L’architecte britannique John Pawson.
L’architecte britannique John Pawson. Sharon Derhy

En sa compagnie, on comprend vite que le dépouillement à la Pawson n’est ni froid ni rigoureux mais sincère, tranquille et reposant, à plus forte raison dans cet hôtel historique à l’ombre des chèvrefeuilles ! Son inspiration, il la puise dans la quiétude de temps révolus. Plus exalté par les bâtiments monastiques que par les sempiternels héros des mouvements modernes, il explique que l’architecture est lente par nature. Il faut du temps aux idées pour devenir des lieux. Interview.


Qu’est-ce que le minimalisme pour vous ?
Depuis tout petit, j’ai toujours été plus heureux avec peu d’affaires. Je n’ai jamais été très intéressé par les objets… Alors que mes parents et mes sœurs, si ! Quand vous accumulez des choses tout le temps, je trouve qu’il est difficile de garder son calme. Pour moi, ce qui compte, c’est l’espace, pas de savoir si vous avez des choses précieuses ou pas. Pour moi, c’est une quête de clarté. Il est intéressant que le mot minimalisme soit resté, mais en réalité je suis un manipulateur d’espace. Je crée des pièces et des ambiances, et je considère les meubles, les proportions, la lumière et les matériaux comme de simples moyens de transformer l’espace.

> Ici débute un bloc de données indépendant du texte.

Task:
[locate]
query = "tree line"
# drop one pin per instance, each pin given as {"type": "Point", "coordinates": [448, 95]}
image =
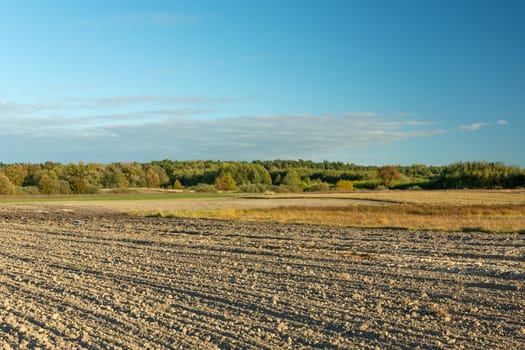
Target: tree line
{"type": "Point", "coordinates": [256, 176]}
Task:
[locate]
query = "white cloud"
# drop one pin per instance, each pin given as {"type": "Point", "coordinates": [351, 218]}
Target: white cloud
{"type": "Point", "coordinates": [151, 127]}
{"type": "Point", "coordinates": [473, 127]}
{"type": "Point", "coordinates": [158, 19]}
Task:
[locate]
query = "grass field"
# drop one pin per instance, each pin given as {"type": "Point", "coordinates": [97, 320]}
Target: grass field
{"type": "Point", "coordinates": [461, 210]}
{"type": "Point", "coordinates": [491, 211]}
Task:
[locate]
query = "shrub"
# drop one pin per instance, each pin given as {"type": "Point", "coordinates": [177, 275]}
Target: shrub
{"type": "Point", "coordinates": [177, 185]}
{"type": "Point", "coordinates": [318, 186]}
{"type": "Point", "coordinates": [387, 174]}
{"type": "Point", "coordinates": [204, 188]}
{"type": "Point", "coordinates": [254, 188]}
{"type": "Point", "coordinates": [6, 187]}
{"type": "Point", "coordinates": [344, 185]}
{"type": "Point", "coordinates": [225, 183]}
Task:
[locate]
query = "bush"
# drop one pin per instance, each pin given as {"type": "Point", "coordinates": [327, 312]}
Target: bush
{"type": "Point", "coordinates": [387, 174]}
{"type": "Point", "coordinates": [225, 183]}
{"type": "Point", "coordinates": [318, 186]}
{"type": "Point", "coordinates": [254, 188]}
{"type": "Point", "coordinates": [6, 187]}
{"type": "Point", "coordinates": [27, 190]}
{"type": "Point", "coordinates": [204, 188]}
{"type": "Point", "coordinates": [346, 185]}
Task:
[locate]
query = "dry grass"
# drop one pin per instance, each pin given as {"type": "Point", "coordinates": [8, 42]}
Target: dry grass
{"type": "Point", "coordinates": [490, 218]}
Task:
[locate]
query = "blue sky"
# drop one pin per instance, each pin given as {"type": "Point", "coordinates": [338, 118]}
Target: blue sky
{"type": "Point", "coordinates": [367, 82]}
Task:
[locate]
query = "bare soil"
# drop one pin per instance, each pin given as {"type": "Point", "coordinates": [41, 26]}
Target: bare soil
{"type": "Point", "coordinates": [73, 277]}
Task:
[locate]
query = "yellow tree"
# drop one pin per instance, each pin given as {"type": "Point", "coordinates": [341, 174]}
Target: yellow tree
{"type": "Point", "coordinates": [225, 183]}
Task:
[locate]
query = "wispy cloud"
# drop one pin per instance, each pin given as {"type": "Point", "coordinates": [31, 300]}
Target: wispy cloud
{"type": "Point", "coordinates": [478, 126]}
{"type": "Point", "coordinates": [472, 127]}
{"type": "Point", "coordinates": [159, 19]}
{"type": "Point", "coordinates": [317, 137]}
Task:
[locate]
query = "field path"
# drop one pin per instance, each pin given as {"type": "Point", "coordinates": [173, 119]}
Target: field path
{"type": "Point", "coordinates": [80, 278]}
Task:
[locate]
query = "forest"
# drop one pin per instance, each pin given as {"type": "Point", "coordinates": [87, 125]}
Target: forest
{"type": "Point", "coordinates": [256, 177]}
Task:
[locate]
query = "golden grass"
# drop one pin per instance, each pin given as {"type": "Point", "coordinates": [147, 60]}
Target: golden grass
{"type": "Point", "coordinates": [448, 217]}
{"type": "Point", "coordinates": [449, 197]}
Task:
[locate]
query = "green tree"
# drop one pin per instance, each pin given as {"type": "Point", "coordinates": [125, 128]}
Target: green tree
{"type": "Point", "coordinates": [16, 174]}
{"type": "Point", "coordinates": [152, 178]}
{"type": "Point", "coordinates": [387, 174]}
{"type": "Point", "coordinates": [345, 185]}
{"type": "Point", "coordinates": [6, 187]}
{"type": "Point", "coordinates": [177, 185]}
{"type": "Point", "coordinates": [225, 183]}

Ultra-graphique, le Design Museum de Londres porte la signature de John Pawson.
Ultra-graphique, le Design Museum de Londres porte la signature de John Pawson. Design Museum London

Et la couleur dans tout ça ?
Une pièce toute blanche a de la couleur ! Vous ne pouvez pas l’évincer… Cependant, les couleurs synthétiques représentent un problème pour moi. Les choses peintes, sauf les peintures elles-mêmes bien sûr.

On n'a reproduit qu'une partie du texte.